Debbie Hayton Debbie Hayton

Don’t blame teachers for this year’s grade inflation

(Photo: Getty)

Today’s A level results are unprecedented, but not unexpected. On Friday, Professor Alan Smithers  of the Centre for Education and Employment Research at the University of Buckingham said, ‘The early signs are that it will be another bumper year for grades.’ He went on to suggest that this might be, ‘justified as compensation for all the disruption suffered’.

The impact of Covid-19 on the education of children cannot be dismissed as mere disruption. While adults might now be returning to the office after 18 months working from home, children struggled through two terms of lockdown learning and two more cocooned in bubbles. Grades will be high but they have been earned. Teachers held it all together too. We developed online teaching programmes from a standing start and from our own homes.

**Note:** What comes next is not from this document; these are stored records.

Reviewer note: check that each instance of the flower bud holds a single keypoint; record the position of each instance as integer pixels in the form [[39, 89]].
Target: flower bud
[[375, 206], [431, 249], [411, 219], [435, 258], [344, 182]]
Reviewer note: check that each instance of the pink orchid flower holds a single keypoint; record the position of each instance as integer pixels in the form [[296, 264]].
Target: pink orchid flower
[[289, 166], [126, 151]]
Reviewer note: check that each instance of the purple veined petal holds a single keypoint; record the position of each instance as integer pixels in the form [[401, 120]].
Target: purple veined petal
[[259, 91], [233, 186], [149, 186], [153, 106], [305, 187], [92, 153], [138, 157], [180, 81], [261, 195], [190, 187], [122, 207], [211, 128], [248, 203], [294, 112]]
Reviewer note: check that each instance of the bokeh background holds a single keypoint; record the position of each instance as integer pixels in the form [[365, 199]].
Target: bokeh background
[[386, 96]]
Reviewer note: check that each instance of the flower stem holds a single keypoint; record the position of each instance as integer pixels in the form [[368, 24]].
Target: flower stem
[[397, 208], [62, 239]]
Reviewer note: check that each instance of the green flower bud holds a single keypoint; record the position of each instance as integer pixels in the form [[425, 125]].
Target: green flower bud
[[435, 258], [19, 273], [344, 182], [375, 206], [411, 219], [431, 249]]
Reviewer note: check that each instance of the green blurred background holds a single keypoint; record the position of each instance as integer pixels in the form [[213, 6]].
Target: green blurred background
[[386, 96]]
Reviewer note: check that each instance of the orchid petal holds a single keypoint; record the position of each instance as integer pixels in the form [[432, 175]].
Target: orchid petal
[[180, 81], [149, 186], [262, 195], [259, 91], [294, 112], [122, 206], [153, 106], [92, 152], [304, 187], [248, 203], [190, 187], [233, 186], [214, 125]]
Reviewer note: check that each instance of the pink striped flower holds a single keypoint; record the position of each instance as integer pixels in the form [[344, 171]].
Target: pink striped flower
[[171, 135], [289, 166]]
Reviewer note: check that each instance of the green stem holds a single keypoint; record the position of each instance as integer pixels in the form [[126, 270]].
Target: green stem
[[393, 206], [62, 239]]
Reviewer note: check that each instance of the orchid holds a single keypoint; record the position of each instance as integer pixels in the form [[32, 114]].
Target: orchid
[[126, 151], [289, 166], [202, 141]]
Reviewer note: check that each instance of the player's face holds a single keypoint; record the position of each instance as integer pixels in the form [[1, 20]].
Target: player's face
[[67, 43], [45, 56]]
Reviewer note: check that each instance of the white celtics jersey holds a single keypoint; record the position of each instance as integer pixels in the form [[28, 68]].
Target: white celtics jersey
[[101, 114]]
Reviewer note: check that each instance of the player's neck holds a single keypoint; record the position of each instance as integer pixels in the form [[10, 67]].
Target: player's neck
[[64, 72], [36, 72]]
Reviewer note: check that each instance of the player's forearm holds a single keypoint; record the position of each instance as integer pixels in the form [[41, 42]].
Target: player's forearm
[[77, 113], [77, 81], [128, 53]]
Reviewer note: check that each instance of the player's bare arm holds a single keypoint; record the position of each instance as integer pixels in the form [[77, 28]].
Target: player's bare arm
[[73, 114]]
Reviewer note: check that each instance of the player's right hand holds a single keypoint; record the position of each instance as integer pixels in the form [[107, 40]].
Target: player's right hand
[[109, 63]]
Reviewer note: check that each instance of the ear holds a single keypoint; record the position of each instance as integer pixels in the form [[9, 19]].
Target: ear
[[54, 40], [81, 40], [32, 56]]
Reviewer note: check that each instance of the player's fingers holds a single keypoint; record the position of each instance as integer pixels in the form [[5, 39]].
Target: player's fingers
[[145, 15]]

We were there last summer when the government’s exam algorithm failed spectacularly. Nobody sat any A level exams last year, but school leavers were sent off to university with grades based on our professional judgement. It worked, though when we made those predictions we did not expect the government to just take our word for it. Governments inspect us, they monitor us and scrutinise us, but believe us? In normal years the rules prohibit us from invigilating exams in our own subjects, even when other invigilators are present.

Teachers did their job. But that did not involve predicting which students would have messed up

So this year when Gavin Williamson told MPs that the government would put their trust in teachers rather than algorithms, I worried that the real motivation was to pin the blame on teachers. But teachers rose again to the challenge, and we filed hundreds of thousands of Teacher Assessed Grades (and added TAGs to the list of acronyms in education) and millions more GCSE TAGs will be reported on Thursday.